Every March the madness begins -- and basketball fans set out to craft the elusive perfect bracket. With a little help from Cats Stats, Davidson's student-driven sports data analytics group, you might not achieve perfection (the odds of landing on the perfect bracket are estimated to be as low as 1 in 9.2 quintillion and as "high" as 1 in 128 billion) but you'll probably go further than that colleague who always somehow wins the office pool.
Cats Stats grew out of "bracketology" methods Prof. Tim Chartier developed to assist college basketball fans. Chartier and his students now have worked with the NBA league office, two fantasy draft sites, and five professional NBA, NFL and NASCAR teams.
We concede that "Wildcat" may not be the most unique nickname -- out of the 351 NCAA Division 1 men's basketball teams -- 2.8 percent share the Wildcat as a mascot. To the UC-Santa Cruz Banana Slugs, we tip our hats.
This year's South Region gives fans a destruction of Wildcats. (For real! We looked it up. That's the correct way of saying "many Wildcats."). Boise, Idaho, in particular hosts eight teams for first-round play -- with three of them waving a Wildcat banner.
What are the odds? The odds of two Wildcat teams meeting in the first round are exceedingly small, even if we are conservative with our calculations. As the South region is configured, with Davidson a 12, Kentucky a 5 and Arizona a 4, the odds of having that many Wildcats in a first-round matchup is six percent. If you consider having another Wildcat in the same region (which is Kansas State as a nine in the South region), you have a phenomenon you're likely only to see once every 100 years.
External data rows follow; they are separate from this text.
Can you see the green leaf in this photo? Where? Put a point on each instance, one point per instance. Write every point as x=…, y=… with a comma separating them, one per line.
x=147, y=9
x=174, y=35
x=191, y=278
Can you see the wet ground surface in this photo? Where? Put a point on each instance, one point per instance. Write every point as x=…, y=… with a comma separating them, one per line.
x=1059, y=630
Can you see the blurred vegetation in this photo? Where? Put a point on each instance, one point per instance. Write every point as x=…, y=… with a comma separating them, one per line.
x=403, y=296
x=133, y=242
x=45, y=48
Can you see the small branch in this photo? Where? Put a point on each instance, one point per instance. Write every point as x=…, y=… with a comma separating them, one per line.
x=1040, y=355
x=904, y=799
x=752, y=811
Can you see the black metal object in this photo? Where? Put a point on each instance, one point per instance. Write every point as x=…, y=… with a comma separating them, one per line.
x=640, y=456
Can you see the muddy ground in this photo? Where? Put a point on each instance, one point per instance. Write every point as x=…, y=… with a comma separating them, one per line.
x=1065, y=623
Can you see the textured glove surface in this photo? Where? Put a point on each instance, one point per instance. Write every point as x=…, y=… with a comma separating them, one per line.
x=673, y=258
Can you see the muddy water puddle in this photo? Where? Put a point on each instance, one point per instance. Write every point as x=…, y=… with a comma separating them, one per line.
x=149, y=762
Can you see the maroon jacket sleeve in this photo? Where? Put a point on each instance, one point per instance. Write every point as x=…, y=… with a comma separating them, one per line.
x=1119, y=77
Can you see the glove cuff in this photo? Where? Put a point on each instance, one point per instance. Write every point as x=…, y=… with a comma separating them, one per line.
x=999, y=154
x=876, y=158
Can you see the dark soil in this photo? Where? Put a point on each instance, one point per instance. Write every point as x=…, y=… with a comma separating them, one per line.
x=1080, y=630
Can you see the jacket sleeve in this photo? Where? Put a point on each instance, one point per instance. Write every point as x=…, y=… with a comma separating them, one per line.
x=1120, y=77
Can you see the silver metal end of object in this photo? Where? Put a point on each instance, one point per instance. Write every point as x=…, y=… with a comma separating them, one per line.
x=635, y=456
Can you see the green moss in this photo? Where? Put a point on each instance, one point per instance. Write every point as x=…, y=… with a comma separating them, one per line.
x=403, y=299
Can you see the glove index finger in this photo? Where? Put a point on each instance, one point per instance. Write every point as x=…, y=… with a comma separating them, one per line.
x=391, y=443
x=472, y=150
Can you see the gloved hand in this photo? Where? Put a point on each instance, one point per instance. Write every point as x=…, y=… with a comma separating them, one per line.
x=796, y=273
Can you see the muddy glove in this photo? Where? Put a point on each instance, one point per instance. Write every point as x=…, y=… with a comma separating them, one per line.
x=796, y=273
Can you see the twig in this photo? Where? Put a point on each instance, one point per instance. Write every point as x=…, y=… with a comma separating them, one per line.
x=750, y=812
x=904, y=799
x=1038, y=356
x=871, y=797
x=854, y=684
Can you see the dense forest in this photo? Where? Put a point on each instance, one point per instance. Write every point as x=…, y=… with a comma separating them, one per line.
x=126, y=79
As the 12-seed in the South, Davidson will take on 5-seed Kentucky -- and because of that, the Cats quickly became a popular pick to win. The 12-5 games are frequently singled out as the most likely "upsets" in the tournaments.
And with good reason: Since the tournament expanded to 64 teams in 1985, a 12 seed has upset a 5-seed 47 times.
But as Jason Feldman '18 writes on the Cats Stats blog, the 12-5 upset label "isn't a thing." His research shows that the only teams that reliably outperform their seed are Power 5 teams (ACC, Big 10, Big 12, SEC, Pac-12) with 12 seeds -- which usually means a team that stumbled late in the season or in the conference tournament. Small schools playing as a 12 seed, win the game about 33 percent, whereas Power conference 12 seeds win about 55 percent. Either way, 33 percent is nothing to shake a stick at.
One other note regarding 12 seeds: Of those 47 teams that won the first round, 27 lost in the second round (57.4 percent), 19 lost in the Sweet 16 (40.4 percent), and one lost in the Elite Eight (2.1 percent). Two seeds make it to the Elite Eight 46 percent of the time.